Werben um Fachkräfte Immer mehr Unternehmen zahlen Mitarbeitern eine Krankenzusatzversicherung

Zahnersatz geht fast immer schwer ins Geld. Hier helfen betriebliche Zusatzversicherungen.
Berlin Im Wettbewerb um Fachkräfte entdecken Arbeitgeber zunehmend die Gesundheitsvorsorge als Mittel, um ihre Beschäftigten an die Firma zu binden. Die Zahl der Unternehmen, die ihren Belegschaften eine betriebliche Krankenzusatzversicherung anbieten, ist im vergangenen Jahr um rund ein Drittel gestiegen. Das geht aus Zahlen des Verbandes der Privaten Krankenversicherung hervor, die dem Handelsblatt vorliegen.
Ende 2019 gab es demnach 10.200 Betriebe, die eine vollständig vom Arbeitgeber gezahlte Zusatzversicherung anboten – im Vergleich zu 7700 Betrieben im Vorjahr. Die Zahl der gesetzlich versicherten Beschäftigten, die etwa von einer zusätzlichen Erstattung beim Zahnersatz oder Einzelzimmern im Krankenhaus profitieren, sei in dem Zeitraum von 757.500 auf rund 820.000 gestiegen.

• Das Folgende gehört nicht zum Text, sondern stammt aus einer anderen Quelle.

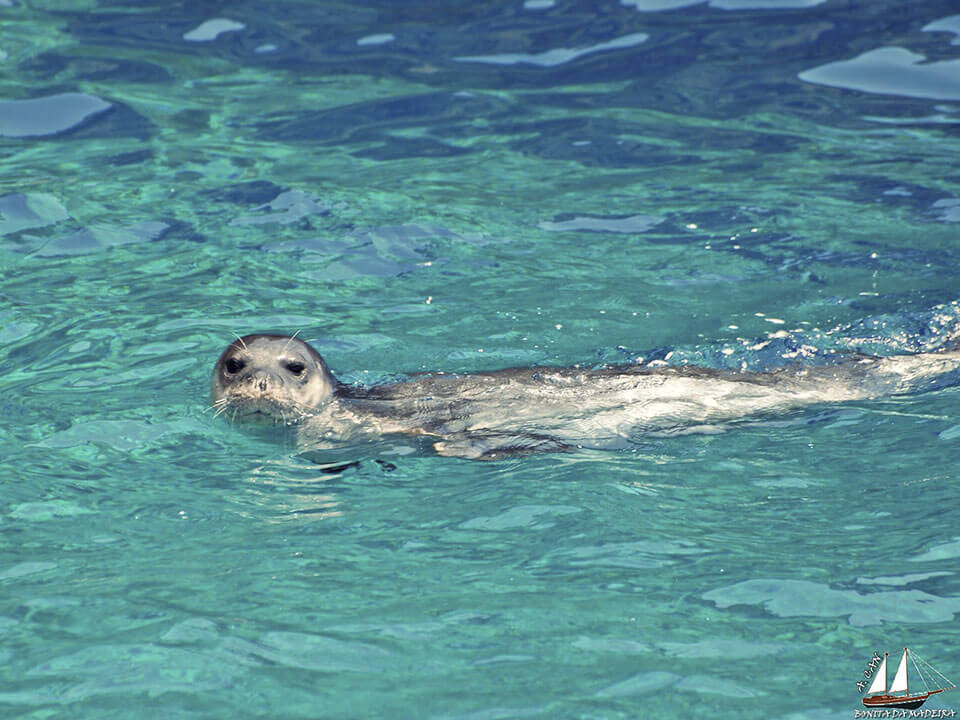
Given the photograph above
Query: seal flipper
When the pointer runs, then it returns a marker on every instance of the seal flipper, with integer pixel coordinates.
(497, 446)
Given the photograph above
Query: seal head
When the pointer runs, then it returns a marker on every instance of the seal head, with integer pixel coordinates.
(271, 378)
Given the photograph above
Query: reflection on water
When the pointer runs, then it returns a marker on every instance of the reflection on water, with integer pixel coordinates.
(461, 187)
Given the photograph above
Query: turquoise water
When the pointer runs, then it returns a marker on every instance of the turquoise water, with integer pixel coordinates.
(467, 186)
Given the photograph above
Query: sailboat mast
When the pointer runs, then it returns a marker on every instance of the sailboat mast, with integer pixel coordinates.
(906, 670)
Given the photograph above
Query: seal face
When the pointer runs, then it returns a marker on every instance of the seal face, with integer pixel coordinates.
(272, 378)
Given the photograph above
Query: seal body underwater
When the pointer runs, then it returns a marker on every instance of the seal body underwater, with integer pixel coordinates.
(490, 415)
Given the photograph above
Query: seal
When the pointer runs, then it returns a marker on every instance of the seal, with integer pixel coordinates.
(283, 380)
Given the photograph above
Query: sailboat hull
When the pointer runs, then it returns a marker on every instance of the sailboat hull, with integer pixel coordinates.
(908, 702)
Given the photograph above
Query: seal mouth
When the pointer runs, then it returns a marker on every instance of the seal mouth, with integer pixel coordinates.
(259, 409)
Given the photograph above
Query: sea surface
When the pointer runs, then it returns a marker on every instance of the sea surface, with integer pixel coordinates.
(463, 186)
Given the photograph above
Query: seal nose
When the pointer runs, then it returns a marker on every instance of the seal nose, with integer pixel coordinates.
(264, 380)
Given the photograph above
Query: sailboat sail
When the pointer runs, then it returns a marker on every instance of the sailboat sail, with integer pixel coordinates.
(899, 683)
(879, 696)
(879, 683)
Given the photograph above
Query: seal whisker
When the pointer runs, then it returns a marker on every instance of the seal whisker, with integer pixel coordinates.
(290, 340)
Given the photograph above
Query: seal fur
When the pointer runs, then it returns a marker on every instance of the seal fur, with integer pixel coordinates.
(490, 415)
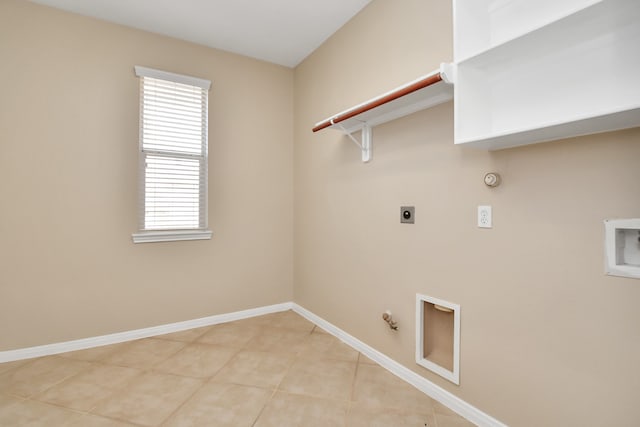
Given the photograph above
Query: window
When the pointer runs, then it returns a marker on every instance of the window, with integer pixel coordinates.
(173, 157)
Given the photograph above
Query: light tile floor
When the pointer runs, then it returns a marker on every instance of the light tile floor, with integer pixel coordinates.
(274, 370)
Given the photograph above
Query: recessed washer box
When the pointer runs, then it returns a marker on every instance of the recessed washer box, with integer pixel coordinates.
(622, 247)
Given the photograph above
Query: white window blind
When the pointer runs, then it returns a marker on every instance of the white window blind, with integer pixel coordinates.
(173, 154)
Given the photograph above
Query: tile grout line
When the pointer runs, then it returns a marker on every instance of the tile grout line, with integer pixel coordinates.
(205, 380)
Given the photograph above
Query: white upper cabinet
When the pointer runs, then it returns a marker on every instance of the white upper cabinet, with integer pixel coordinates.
(528, 71)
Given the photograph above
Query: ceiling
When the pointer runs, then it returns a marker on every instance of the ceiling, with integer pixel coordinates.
(279, 31)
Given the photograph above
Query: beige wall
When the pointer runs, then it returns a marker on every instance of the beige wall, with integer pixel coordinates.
(68, 180)
(547, 338)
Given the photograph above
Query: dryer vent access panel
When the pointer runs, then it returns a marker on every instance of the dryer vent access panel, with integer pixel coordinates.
(438, 336)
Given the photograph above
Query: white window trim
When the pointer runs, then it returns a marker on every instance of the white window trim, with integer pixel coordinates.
(152, 236)
(171, 236)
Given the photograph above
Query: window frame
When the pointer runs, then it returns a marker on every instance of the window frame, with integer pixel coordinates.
(166, 235)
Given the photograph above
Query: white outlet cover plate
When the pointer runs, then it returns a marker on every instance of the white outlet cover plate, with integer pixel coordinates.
(484, 217)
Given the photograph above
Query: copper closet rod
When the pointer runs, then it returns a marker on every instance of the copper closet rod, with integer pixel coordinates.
(421, 84)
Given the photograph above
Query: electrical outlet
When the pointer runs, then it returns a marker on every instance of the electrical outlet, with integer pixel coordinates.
(407, 214)
(484, 217)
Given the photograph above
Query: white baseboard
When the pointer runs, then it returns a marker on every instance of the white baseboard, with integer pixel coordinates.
(82, 344)
(449, 400)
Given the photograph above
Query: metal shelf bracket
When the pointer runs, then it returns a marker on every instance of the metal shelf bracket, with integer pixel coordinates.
(365, 144)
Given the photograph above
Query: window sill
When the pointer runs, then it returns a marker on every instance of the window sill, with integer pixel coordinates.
(170, 236)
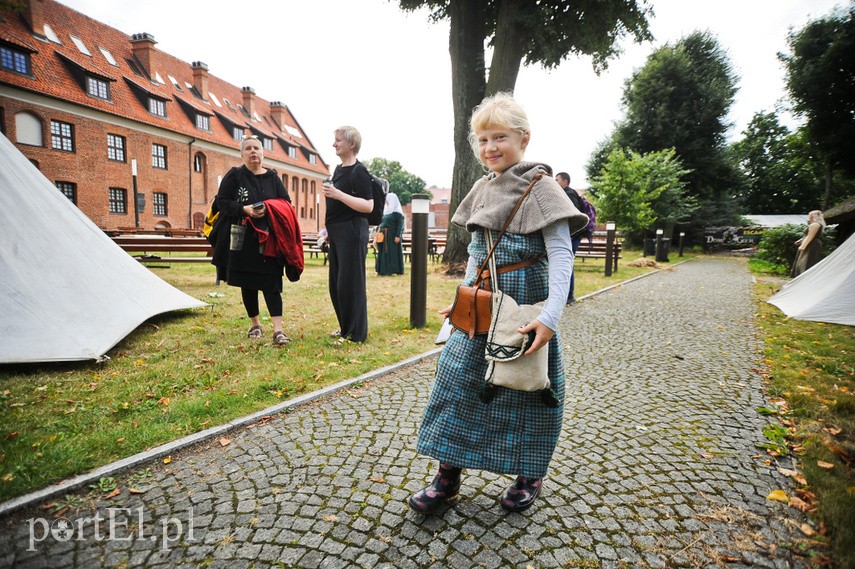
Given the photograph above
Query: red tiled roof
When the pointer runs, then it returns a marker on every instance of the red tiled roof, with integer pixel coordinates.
(53, 77)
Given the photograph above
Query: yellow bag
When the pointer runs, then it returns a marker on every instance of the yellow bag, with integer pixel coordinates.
(210, 219)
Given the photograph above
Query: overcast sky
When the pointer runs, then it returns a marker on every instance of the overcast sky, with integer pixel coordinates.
(368, 64)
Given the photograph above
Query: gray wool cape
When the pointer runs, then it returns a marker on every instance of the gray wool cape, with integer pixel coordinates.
(515, 433)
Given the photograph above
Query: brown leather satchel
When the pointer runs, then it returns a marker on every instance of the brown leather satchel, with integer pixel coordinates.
(472, 308)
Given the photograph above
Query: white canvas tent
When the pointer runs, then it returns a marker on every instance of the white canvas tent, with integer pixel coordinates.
(825, 292)
(67, 292)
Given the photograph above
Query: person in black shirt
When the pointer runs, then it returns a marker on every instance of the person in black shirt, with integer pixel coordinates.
(348, 200)
(241, 263)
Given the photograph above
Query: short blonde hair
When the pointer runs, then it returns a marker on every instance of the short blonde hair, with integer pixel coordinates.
(499, 111)
(351, 135)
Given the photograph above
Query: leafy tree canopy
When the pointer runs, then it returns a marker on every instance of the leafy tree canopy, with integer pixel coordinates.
(541, 32)
(783, 172)
(679, 100)
(642, 191)
(821, 83)
(401, 182)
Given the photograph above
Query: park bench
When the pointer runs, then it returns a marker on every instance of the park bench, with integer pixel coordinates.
(152, 247)
(597, 250)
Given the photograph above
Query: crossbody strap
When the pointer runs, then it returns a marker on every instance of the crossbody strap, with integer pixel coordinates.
(507, 224)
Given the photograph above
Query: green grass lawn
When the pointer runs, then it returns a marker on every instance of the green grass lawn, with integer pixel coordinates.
(183, 372)
(811, 374)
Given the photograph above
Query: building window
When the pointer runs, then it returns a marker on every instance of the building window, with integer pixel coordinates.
(62, 136)
(158, 203)
(69, 190)
(14, 60)
(118, 200)
(158, 156)
(98, 88)
(116, 147)
(156, 107)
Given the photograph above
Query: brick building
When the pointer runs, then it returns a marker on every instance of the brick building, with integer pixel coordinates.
(84, 101)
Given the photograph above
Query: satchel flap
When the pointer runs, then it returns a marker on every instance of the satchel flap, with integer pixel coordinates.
(504, 342)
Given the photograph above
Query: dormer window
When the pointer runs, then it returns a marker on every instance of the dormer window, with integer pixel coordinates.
(156, 107)
(97, 88)
(108, 56)
(81, 47)
(14, 60)
(51, 35)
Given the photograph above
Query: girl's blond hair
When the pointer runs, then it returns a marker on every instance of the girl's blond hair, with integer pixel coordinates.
(351, 135)
(499, 111)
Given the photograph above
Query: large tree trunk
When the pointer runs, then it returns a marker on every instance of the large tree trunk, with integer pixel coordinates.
(466, 47)
(508, 50)
(829, 178)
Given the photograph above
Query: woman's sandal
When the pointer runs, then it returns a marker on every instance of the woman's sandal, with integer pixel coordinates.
(280, 339)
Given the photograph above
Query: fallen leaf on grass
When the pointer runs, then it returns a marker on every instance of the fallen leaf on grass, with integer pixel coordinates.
(799, 504)
(778, 496)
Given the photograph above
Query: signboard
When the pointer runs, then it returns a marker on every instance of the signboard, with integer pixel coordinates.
(733, 237)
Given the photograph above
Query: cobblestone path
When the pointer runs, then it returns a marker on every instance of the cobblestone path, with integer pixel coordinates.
(656, 466)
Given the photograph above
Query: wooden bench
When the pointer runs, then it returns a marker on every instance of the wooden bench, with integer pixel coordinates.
(597, 250)
(151, 246)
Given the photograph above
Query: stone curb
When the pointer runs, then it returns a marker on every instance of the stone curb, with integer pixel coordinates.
(26, 500)
(166, 449)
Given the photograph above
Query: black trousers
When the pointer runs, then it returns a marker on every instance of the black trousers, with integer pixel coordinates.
(348, 247)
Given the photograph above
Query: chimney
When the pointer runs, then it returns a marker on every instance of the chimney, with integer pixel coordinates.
(34, 15)
(200, 79)
(143, 47)
(277, 113)
(249, 101)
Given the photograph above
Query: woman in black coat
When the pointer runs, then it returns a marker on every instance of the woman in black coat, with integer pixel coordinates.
(237, 254)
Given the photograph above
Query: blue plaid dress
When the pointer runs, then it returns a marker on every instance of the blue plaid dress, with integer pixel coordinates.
(515, 433)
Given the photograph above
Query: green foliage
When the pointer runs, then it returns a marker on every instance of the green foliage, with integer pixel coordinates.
(783, 173)
(400, 181)
(544, 32)
(680, 100)
(821, 80)
(639, 191)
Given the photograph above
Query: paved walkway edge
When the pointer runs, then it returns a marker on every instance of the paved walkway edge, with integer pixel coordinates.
(166, 449)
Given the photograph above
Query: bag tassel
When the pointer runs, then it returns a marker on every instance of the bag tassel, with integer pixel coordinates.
(487, 392)
(547, 396)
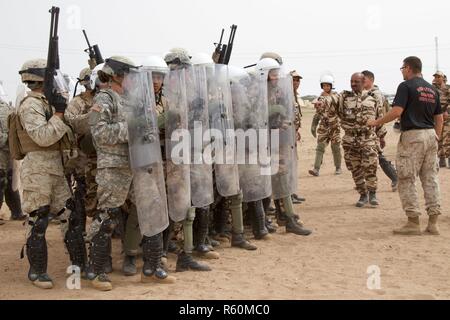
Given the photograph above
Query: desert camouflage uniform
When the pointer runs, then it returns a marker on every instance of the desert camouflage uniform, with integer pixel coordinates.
(416, 156)
(12, 197)
(329, 130)
(42, 173)
(297, 112)
(85, 166)
(360, 143)
(444, 143)
(110, 136)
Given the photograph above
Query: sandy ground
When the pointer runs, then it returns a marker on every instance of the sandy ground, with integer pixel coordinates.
(330, 264)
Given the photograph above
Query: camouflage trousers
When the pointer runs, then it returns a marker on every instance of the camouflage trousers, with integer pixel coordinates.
(328, 134)
(362, 161)
(444, 143)
(40, 190)
(91, 187)
(114, 188)
(416, 157)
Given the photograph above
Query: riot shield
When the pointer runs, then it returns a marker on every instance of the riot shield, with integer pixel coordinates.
(224, 144)
(177, 170)
(250, 109)
(281, 118)
(202, 190)
(145, 154)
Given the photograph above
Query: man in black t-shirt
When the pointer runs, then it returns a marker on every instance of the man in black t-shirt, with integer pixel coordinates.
(417, 103)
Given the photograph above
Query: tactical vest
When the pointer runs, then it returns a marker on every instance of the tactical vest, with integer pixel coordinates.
(20, 143)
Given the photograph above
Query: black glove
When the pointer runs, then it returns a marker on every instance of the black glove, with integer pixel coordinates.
(59, 103)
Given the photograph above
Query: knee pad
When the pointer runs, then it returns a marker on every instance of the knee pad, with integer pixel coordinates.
(321, 147)
(39, 227)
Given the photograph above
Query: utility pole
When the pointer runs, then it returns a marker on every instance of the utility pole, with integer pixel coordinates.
(436, 40)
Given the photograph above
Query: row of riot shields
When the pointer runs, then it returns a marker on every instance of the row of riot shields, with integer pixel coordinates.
(215, 129)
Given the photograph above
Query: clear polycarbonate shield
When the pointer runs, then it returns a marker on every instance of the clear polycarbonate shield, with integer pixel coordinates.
(224, 142)
(145, 153)
(202, 190)
(177, 143)
(250, 108)
(281, 118)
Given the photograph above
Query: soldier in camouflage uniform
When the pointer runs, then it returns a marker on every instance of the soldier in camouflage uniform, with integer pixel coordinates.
(360, 143)
(82, 169)
(278, 114)
(444, 95)
(178, 58)
(12, 197)
(41, 131)
(329, 127)
(386, 165)
(114, 177)
(298, 103)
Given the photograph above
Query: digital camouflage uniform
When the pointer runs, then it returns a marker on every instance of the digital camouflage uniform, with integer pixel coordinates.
(360, 143)
(444, 143)
(42, 173)
(84, 167)
(6, 175)
(385, 165)
(110, 137)
(328, 131)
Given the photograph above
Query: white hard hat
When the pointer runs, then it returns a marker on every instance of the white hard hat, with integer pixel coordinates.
(267, 64)
(201, 58)
(327, 78)
(94, 75)
(237, 73)
(155, 63)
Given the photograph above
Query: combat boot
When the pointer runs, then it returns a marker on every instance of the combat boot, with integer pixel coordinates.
(314, 172)
(101, 282)
(201, 223)
(363, 200)
(36, 249)
(270, 226)
(442, 162)
(153, 271)
(296, 227)
(432, 226)
(373, 199)
(238, 241)
(412, 228)
(185, 262)
(259, 229)
(129, 265)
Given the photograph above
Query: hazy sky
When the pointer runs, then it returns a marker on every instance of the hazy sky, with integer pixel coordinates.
(312, 36)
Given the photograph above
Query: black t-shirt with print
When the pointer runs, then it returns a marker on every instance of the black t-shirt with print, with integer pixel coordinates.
(420, 102)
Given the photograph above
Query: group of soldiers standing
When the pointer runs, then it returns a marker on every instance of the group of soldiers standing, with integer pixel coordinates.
(111, 154)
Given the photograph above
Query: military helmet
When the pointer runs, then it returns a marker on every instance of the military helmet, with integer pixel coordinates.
(33, 70)
(274, 56)
(327, 78)
(118, 65)
(94, 78)
(267, 64)
(178, 57)
(237, 74)
(156, 64)
(85, 76)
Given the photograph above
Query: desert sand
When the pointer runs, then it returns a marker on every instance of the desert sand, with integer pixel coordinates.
(332, 263)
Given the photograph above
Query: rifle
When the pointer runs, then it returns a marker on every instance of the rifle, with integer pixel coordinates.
(54, 83)
(223, 51)
(95, 56)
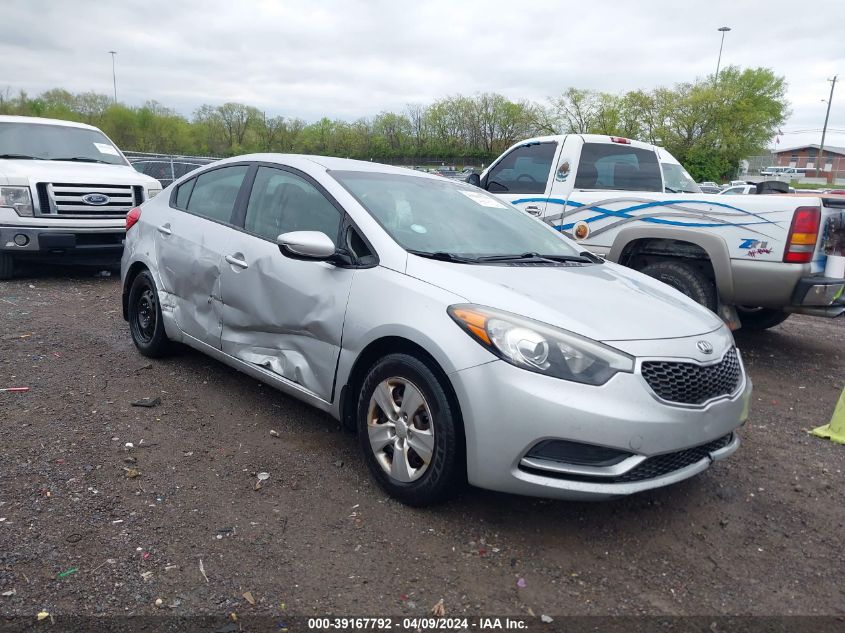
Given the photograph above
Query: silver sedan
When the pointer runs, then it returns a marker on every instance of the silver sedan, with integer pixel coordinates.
(462, 339)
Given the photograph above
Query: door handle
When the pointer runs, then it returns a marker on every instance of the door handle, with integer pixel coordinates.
(235, 260)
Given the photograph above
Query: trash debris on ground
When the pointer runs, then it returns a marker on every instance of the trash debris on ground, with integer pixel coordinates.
(202, 571)
(147, 402)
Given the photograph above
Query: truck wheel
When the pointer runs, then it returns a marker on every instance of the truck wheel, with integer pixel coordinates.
(7, 266)
(685, 278)
(758, 319)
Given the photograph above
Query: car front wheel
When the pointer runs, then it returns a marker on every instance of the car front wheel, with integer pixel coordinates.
(408, 431)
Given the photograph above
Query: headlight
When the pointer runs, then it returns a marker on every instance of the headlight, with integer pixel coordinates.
(539, 347)
(17, 198)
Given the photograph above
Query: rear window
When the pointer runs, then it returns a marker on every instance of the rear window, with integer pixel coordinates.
(620, 167)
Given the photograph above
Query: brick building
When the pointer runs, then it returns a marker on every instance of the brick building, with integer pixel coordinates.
(807, 156)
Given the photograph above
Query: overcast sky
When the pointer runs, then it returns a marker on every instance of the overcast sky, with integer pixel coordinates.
(346, 59)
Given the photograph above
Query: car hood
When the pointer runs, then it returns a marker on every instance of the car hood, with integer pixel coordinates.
(21, 172)
(605, 302)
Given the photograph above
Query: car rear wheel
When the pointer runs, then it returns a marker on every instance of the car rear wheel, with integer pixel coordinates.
(758, 319)
(7, 266)
(145, 321)
(685, 278)
(408, 431)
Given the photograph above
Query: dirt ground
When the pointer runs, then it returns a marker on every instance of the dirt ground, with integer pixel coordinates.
(89, 525)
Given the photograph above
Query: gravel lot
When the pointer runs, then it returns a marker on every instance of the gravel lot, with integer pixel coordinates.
(89, 526)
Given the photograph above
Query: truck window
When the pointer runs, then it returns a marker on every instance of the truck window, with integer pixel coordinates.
(524, 170)
(621, 167)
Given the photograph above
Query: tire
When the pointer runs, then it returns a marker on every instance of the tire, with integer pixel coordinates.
(433, 424)
(7, 266)
(759, 319)
(144, 314)
(685, 278)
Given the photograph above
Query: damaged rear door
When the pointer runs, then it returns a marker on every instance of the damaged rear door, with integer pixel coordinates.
(282, 314)
(190, 245)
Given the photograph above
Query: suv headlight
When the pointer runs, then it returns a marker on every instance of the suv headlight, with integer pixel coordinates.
(539, 347)
(18, 198)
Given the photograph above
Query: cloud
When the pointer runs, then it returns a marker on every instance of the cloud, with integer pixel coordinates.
(347, 59)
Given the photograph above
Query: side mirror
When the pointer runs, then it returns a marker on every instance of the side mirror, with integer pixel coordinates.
(312, 245)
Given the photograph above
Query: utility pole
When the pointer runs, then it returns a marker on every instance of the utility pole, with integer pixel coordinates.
(824, 129)
(113, 75)
(723, 29)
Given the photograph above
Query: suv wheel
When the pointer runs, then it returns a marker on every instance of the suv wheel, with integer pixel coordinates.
(407, 429)
(145, 321)
(685, 278)
(7, 266)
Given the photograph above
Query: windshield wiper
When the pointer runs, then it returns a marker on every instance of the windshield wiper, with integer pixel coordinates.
(19, 156)
(444, 257)
(536, 257)
(84, 159)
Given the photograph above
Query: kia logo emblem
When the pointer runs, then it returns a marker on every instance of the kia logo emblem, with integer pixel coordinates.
(97, 199)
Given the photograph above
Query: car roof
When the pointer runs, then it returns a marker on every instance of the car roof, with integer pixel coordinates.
(329, 163)
(7, 118)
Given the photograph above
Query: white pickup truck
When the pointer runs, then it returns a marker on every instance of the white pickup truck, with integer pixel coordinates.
(753, 260)
(65, 190)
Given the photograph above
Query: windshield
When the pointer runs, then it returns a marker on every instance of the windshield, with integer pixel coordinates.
(433, 216)
(677, 180)
(57, 142)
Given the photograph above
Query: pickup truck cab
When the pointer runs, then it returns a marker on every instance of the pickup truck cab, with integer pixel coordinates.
(754, 259)
(65, 190)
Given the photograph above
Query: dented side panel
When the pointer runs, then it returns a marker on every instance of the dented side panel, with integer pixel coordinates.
(190, 259)
(284, 315)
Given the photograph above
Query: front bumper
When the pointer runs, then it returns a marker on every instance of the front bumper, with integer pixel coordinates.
(507, 411)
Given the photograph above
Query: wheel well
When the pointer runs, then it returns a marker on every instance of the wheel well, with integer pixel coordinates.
(640, 253)
(134, 270)
(370, 355)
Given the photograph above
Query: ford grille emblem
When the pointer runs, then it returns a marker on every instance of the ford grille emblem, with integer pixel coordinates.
(97, 199)
(705, 347)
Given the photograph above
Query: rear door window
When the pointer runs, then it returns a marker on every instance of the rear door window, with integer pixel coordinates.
(215, 192)
(524, 170)
(619, 167)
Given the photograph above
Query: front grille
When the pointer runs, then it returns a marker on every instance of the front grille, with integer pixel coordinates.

„Das Wachstum bei der betrieblichen Krankenzusatzversicherung zeigt die Bereitschaft der Arbeitgeber, sich für die Gesundheit ihrer Beschäftigten zu engagieren“, erklärte Steffen Kampeter, Hauptgeschäftsführer der Bundesvereinigung der Deutschen Arbeitgeberverbände (BDA). „Es ist aber auch Ausdruck für den immer stärker werdenden Wettbewerb um Fachkräfte.“
In einer Umfrage des Deutschen Industrie- und Handelskammertags (DIHK) nannten 56 Prozent der Unternehmen den Fachkräftemangel als größtes Gewinnrisiko. Der Chef der Bundesagentur für Arbeit, Detlef Scheele, warnte bei der Vorstellung der Arbeitsmarktzahlen Anfang Januar, dass der Mangel an qualifizierten Beschäftigten „mittelfristig die echte Wachstumsbremse in Deutschland“ sei.
Die Nachfrage nach betrieblichen Krankenzusatzversicherungen wuchs zuletzt, obwohl die Wirtschaft eine steuerliche Benachteiligung beklagte. Die Finanzämter behandelten die Leistung in den vergangenen Jahren als ohne Freigrenze zu versteuernden Barlohn.
Der Bundesfinanzhof hatte im Sommer 2018 geurteilt, dass betriebliche Leistungen zugunsten der Gesundheit der Mitarbeiter den steuerbegünstigten Sachbezügen zugeordnet werden müssen. Bundesfinanzminister Olaf Scholz (SPD) wollte ursprünglich dennoch an der bisherigen Regelung festhalten.
Betriebliche Zusatzversicherung bleibt steuerfrei
Die acht Spitzenorganisationen der deutschen Wirtschaft, darunter die BDA, der DIHK und der Bundesverband der Deutschen Industrie (BDI), schrieben daraufhin einen Protestbrief an Scholz. Darin kritisierten sie die generelle Herausnahme von Versicherungsleistungen aus dem Bereich der Sachzuwendungen dagegen als „nicht nachvollziehbar und sachlich unbegründet“. So werde eine bessere medizinische Versorgung von gesetzlich Krankenversicherten steuerlich schlechter gestellt als vom Arbeitgeber ausgegebene Gutscheine für das Tanken oder den Einkauf in Elektronikmärkten.
Am Ende vollzog Scholz eine Kehrtwende, betriebliche Krankenzusatzversicherungen wurden im Jahressteuergesetz 2020 als Sachlohn eingestuft. „Durch die erfreuliche Klarstellung des Bundesfinanzhofs, dass betriebliche Krankenversicherungen steuerfrei vom Arbeitgeber bereitgestellt werden können, dürfte es zu einem weiteren Schub bei der Verbreitung kommen“, erwartet Kampeter.